A federal judge said Thursday he will not delay a 2 1/2-year prison sentence for I. Lewis "Scooter" Libby in the CIA leak case, a ruling that could send the former White House aide to prison within weeks.

U.S. District Judge Reggie B. Walton's decision will send Libby's attorneys rushing to an appeals court to block the sentence and could force President Bush to consider calls from Libby's supporters to pardon the former aide.

No date was set for Libby to report to prison but it's expected to be within six to eight weeks. That will be left up to the U.S. Bureau of Prisons, which will also select a facility.

"Unless the Court of Appeals overturns my ruling, he will have to report," Walton said.

Libby's wife, Harriet Grant, wiped away tears but Libby was stoic as Walton ruled.

The pardon question
Libby, the former chief of staff to Vice President Dick Cheney, was convicted in March of lying to investigators and obstructing Special Prosecutor Patrick Fitzgerald's inquiry into the 2003 leak of a CIA operative's identity.

Libby's supporters have called for President Bush to wipe away Libby's convictions. Bush publicly has sidestepped pardon questions, saying he wants to let the legal case play out. A delay would give Bush more time to consider the requests.

"Scooter Libby still has the right to appeal, and therefore the president will continue not to intervene in the judicial process," White House spokeswoman Dana Perino said. "The president feels terribly for Scooter, his wife and their young children, and all that they're going through."

Libby thanked federal marshals but did not take questions from reporters as he left the courthouse with his wife and lawyers. Fitzgerald also left without commenting.

Walton never appeared to waver from his opinion that a delay was unwarranted. After 12 prominent law professors filed documents supporting Libby's request, the judge waved it off as "not something I would expect from a first-year in law school."

Judicial threats
He also said he received several "angry, harassing, mean-spirited" letters and phone calls following his sentencing but said they wouldn't factor into his decision.

Libby is the highest-ranking government official ordered to prison since the Iran-Contra affair. His monthlong trial offered a rare glimpse into the White House in the early days of the Iraq war.

Trial testimony showed that Cheney was eager to beat back criticism of prewar intelligence. One of the administration's most outspoken critics in mid-2003 was former Ambassador Joseph Wilson.
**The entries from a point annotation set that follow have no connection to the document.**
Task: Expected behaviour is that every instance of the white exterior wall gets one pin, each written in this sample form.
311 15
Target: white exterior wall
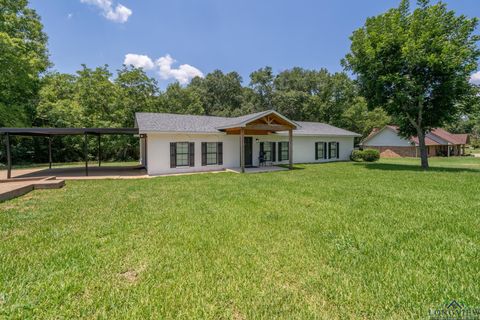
158 150
387 138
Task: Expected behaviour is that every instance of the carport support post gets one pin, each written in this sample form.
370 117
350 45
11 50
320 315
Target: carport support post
99 151
50 152
86 154
242 150
290 149
9 156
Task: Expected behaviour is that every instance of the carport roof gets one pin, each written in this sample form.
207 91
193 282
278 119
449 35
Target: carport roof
65 131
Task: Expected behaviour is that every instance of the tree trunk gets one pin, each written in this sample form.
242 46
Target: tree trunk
423 149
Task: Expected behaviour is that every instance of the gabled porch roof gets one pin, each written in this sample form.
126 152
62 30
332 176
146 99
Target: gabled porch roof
262 122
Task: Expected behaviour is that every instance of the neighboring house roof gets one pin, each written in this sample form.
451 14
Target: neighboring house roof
450 137
437 136
178 123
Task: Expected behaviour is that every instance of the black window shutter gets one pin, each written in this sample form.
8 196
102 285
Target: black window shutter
204 153
191 153
220 153
173 154
279 151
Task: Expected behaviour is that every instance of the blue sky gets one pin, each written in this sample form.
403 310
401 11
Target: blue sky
203 35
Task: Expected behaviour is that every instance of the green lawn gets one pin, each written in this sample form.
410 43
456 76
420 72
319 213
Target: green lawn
329 241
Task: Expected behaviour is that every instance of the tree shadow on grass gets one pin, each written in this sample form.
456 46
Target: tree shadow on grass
406 167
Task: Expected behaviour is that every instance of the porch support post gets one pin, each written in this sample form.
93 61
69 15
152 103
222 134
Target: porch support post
9 156
85 146
290 149
50 152
242 150
99 151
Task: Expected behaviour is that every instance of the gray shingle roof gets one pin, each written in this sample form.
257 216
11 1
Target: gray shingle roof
167 122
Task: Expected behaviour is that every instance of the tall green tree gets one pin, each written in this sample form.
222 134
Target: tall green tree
416 65
97 95
137 92
23 58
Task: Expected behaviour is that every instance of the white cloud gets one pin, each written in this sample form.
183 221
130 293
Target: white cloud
475 78
118 14
183 74
139 61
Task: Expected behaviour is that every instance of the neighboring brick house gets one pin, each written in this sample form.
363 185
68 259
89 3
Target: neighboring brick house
391 145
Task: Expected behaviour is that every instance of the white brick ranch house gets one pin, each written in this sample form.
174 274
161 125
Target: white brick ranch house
174 143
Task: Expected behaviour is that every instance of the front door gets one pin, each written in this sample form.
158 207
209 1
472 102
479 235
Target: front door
248 151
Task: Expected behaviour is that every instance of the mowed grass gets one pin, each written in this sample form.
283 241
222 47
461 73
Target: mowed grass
327 241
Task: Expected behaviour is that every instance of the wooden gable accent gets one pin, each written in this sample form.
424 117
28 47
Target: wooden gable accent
265 125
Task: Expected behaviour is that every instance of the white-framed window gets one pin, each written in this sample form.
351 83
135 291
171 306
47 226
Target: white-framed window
283 152
320 152
333 150
211 153
182 154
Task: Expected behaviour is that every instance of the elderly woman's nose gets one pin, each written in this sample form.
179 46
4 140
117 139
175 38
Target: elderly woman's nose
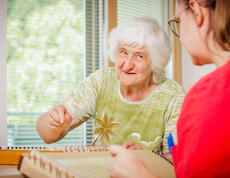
129 62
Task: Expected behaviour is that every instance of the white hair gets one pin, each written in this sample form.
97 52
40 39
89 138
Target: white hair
143 32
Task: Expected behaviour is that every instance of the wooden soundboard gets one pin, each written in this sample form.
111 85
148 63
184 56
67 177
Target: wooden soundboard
11 155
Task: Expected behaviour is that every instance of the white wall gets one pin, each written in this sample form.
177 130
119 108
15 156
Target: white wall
191 73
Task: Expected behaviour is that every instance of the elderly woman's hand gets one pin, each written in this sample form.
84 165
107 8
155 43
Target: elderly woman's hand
126 164
59 118
131 145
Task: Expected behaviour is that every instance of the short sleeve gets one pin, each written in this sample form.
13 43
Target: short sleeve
82 101
170 119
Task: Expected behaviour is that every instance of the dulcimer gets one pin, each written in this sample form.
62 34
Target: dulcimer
11 155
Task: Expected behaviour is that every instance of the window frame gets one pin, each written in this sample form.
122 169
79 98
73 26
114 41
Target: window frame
3 77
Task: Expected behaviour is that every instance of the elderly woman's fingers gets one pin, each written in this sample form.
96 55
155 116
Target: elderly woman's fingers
54 115
131 145
115 149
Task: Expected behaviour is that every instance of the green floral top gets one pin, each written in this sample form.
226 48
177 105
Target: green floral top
117 120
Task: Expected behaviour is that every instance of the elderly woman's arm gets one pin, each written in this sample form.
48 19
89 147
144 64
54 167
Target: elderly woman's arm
55 124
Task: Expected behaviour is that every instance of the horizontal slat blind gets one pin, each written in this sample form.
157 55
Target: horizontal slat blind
46 60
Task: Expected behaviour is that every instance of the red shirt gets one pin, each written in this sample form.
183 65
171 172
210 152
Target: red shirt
203 128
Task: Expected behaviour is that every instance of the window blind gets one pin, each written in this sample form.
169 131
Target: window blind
48 47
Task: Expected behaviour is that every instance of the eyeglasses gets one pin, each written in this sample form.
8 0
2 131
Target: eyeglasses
174 22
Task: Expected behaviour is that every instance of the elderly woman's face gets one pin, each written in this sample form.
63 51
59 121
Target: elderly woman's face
134 65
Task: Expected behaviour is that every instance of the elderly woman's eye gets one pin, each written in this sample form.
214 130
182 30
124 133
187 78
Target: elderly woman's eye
139 56
123 53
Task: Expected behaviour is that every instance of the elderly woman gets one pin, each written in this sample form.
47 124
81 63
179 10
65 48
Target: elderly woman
133 104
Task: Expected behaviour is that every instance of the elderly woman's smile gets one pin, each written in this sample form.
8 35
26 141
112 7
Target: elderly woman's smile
133 66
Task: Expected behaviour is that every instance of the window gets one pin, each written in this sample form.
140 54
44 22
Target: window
51 47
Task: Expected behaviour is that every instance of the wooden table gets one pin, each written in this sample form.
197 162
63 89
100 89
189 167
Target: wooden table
9 171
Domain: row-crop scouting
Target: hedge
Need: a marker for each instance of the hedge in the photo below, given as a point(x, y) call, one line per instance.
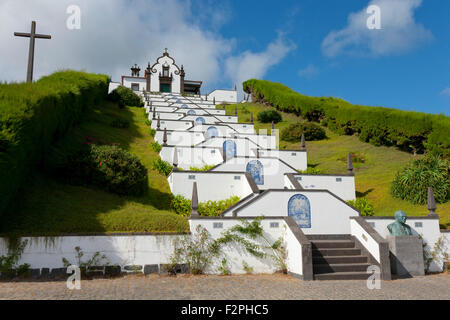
point(33, 116)
point(408, 130)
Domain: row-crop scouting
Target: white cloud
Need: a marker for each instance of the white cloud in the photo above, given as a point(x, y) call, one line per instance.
point(248, 64)
point(399, 31)
point(309, 71)
point(113, 36)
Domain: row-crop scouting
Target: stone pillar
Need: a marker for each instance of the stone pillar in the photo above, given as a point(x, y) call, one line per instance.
point(175, 159)
point(303, 142)
point(349, 164)
point(194, 202)
point(165, 137)
point(182, 74)
point(431, 202)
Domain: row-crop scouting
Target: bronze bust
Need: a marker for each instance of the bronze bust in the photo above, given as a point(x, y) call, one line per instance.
point(399, 227)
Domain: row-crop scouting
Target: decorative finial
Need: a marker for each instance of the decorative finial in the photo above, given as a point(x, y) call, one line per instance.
point(349, 164)
point(165, 137)
point(224, 154)
point(194, 202)
point(175, 159)
point(431, 202)
point(303, 141)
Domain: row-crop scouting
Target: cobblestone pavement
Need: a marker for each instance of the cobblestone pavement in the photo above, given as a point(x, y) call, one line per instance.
point(228, 287)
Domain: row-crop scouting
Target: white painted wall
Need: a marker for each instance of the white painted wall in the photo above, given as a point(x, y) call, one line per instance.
point(172, 124)
point(274, 170)
point(329, 215)
point(121, 250)
point(180, 138)
point(192, 157)
point(296, 159)
point(236, 254)
point(231, 184)
point(429, 231)
point(223, 96)
point(113, 86)
point(342, 186)
point(127, 81)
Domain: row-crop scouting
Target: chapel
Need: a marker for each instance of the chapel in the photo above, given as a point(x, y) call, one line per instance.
point(163, 76)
Amid a flury of news coverage of that criticism, Bush administration officials leaked to reporters that fact that Wilson's wife, Valerie Plame, worked as an undercover analyst for CIA. That disclosure in a syndicated newspaper column touched off a leak investigation that brought senior White House officials, including Bush and Cheney, in for questioning.

Libby argued he had a good chance of persuading an appeals court that, when Attorney General John Ashcroft and other senior Justice Department officials recused themselves from the leak investigation, they gave Fitzgerald unconstitutional and unchecked authority.

Walton was skeptical, saying the alternative was to put someone with White House ties in charge of an investigation into the highest levels of the Bush administration.

"If that's going to be how we have to operate, our system is going to be in serious trouble with the average Joe on the street who thinks the system is unfair already," Walton said.

Libby's newly formed appellate team — Lawrence S. Robbins and Mark Stancil — will seek an emergency order delaying the sentence. The U.S. Court of Appeals for the District of Columbia Circuit is not sitting right now, however, and attorneys worried about how fast the request would be heard.

The appeals court has several conservative jurists, but that doesn't necessarily mean Libby will get a pass. Walton is a Republican judge whom Bush put on the bench in his first term.